Il Signore non ordina assolutamente di spogliarsi di ciò che si possiede per ridursi all'accattonaggio volontario, perché in questo caso si diventa un peso per la società. Agire in questo modo vorrebbe dire comprendere male il non attaccamento ai beni terreni; è un egoismo di altro genere, perché è un affrancarsi dalle responsabilità che la ricchezza fa pesare su chi la possiede. Dio la concede a chi Egli ritiene capace di gestirla a profitto di tutti. Il ricco ha dunque una missione, missione che può rendere bella e profittevole; rigettare la ricchezza quando viene data da Dio, significa rinunciare al beneficio del bene che si può fare amministrandola con saggezza. Saper vivere senza di lei, quando non la si ha, saperla impiegare utilmente quando la si ha, saperla sacrificare quando ciò è necessario, è agire secondo le intenzioni del Signore. Colui che riceve in sorte ciò che il mondo chiama una buona fortuna, esclami: «Mio Dio, mi mandate un nuovo incarico, datemi la forza di compierlo secondo la Vostra santa volontà».

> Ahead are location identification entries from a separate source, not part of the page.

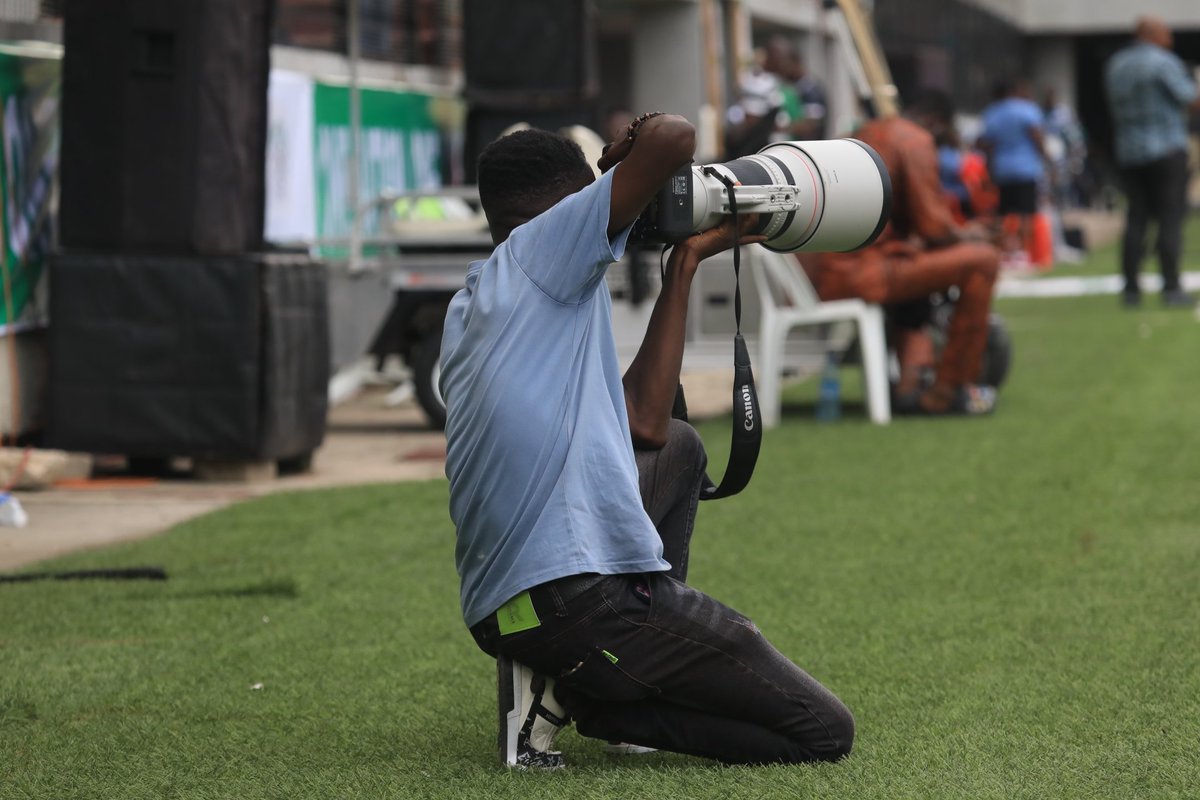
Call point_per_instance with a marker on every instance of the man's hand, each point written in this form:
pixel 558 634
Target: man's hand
pixel 660 146
pixel 718 240
pixel 616 151
pixel 653 376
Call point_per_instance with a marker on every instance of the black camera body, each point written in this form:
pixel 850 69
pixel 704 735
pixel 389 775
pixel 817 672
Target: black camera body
pixel 669 217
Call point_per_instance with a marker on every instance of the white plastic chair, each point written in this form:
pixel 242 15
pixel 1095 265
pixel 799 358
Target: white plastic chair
pixel 789 301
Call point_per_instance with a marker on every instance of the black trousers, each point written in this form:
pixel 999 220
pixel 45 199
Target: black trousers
pixel 647 660
pixel 1157 191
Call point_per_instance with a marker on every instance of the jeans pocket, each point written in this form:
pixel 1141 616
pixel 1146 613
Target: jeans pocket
pixel 599 675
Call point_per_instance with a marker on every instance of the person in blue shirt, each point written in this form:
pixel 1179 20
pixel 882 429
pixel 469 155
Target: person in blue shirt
pixel 574 492
pixel 1149 94
pixel 1012 139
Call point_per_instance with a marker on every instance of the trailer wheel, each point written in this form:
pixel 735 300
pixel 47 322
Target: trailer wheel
pixel 426 371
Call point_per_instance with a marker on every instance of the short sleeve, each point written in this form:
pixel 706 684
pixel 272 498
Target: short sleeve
pixel 1035 118
pixel 1177 83
pixel 565 250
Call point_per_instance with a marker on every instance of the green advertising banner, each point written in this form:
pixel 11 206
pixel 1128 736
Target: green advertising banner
pixel 29 113
pixel 400 150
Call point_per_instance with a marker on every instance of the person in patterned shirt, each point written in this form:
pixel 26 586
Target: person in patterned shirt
pixel 1150 92
pixel 922 251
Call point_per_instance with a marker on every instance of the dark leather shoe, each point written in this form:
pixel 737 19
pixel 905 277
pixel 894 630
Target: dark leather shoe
pixel 1177 299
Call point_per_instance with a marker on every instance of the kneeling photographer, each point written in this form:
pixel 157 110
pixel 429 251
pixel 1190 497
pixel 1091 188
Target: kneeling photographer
pixel 574 492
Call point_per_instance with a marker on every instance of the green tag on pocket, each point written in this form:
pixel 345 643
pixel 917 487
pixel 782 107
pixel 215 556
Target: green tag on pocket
pixel 517 615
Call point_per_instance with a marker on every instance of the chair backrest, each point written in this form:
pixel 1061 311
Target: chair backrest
pixel 780 280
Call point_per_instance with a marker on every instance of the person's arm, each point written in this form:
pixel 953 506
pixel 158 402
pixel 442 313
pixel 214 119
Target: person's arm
pixel 653 377
pixel 655 150
pixel 922 192
pixel 1179 84
pixel 1038 139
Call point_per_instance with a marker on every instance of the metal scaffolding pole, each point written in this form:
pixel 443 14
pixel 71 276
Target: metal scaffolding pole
pixel 354 32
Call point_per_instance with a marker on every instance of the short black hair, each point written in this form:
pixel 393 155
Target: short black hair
pixel 519 173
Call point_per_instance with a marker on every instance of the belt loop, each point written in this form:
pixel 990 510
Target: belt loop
pixel 559 606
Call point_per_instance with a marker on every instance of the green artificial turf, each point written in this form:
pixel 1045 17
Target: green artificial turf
pixel 1009 606
pixel 1105 259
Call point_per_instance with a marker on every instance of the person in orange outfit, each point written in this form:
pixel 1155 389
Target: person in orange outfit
pixel 922 251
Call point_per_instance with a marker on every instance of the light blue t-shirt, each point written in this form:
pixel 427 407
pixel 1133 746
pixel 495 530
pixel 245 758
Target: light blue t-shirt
pixel 1006 125
pixel 543 479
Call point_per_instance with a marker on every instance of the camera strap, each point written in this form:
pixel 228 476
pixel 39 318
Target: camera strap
pixel 747 433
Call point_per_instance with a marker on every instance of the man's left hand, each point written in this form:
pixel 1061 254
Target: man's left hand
pixel 721 238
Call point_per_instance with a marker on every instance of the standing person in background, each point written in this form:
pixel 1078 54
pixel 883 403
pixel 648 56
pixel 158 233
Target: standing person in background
pixel 808 107
pixel 1012 138
pixel 1150 94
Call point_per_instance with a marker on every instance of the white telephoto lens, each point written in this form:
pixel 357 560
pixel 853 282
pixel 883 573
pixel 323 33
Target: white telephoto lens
pixel 840 187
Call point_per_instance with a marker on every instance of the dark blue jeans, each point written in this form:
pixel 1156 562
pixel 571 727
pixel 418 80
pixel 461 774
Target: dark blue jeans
pixel 1157 191
pixel 647 660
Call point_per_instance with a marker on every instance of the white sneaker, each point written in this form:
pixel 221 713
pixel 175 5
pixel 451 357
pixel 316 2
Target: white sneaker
pixel 531 717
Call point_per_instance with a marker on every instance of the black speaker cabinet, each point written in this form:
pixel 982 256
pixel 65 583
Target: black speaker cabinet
pixel 219 356
pixel 529 53
pixel 165 125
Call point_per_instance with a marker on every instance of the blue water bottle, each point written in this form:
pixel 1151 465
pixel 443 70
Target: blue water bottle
pixel 829 398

Ecco, amici miei, ciò che intendevo insegnarvi riguardo al non attaccamento ai beni terreni. Riassumo dicendo: «Sappiate accontentarvi di poco. Se siete poveri, non invidiate i ricchi, perché la ricchezza non è necessaria per la felicità. Se siete ricchi, non dimenticate che questi beni vi sono stati affidati, e che voi dovrete giustificarne l'impiego come in un conto di denaro avuto in prestito. Non siate dei depositari infedeli, mettendoli solo al servizio della soddisfazione del vostro orgoglio e della vostra sensualità. Non credetevi in diritto di disporre, per voi unicamente, di ciò che avete avuto solo in prestito e non in dono. Se voi non saprete restituire, non avrete più il diritto di chiedere e ricordatevi che chi dà ai poveri salda il debito che ha contratto con Dio».

(Lacordaire, Constantine, 1863)


Trasmissione della ricchezza

15. Il principio, in virtù del quale l'uomo non è che il depositario della ricchezza che Dio gli permette di fruire nel corso della sua vita, gli toglie il diritto di trasmetterla ai suoi discendenti?

L'uomo può tranquillamente trasmettere, alla sua morte, i beni di cui ha goduto durante la vita, perché l'effetto di questo diritto è sempre subordinato alla volontà di Dio che può, volendo, impedire ai suoi discendenti di fruirne. È così che si vedono crollare fortune che sembravano tra le più solide. La volontà dell'uomo per mantenere la sua ricchezza nella linea di discendenza è dunque impotente, ma ciò non gli impedisce di trasmettere il prestito che ha ricevuto, perché Dio glielo toglierà quando lo riterrà giusto.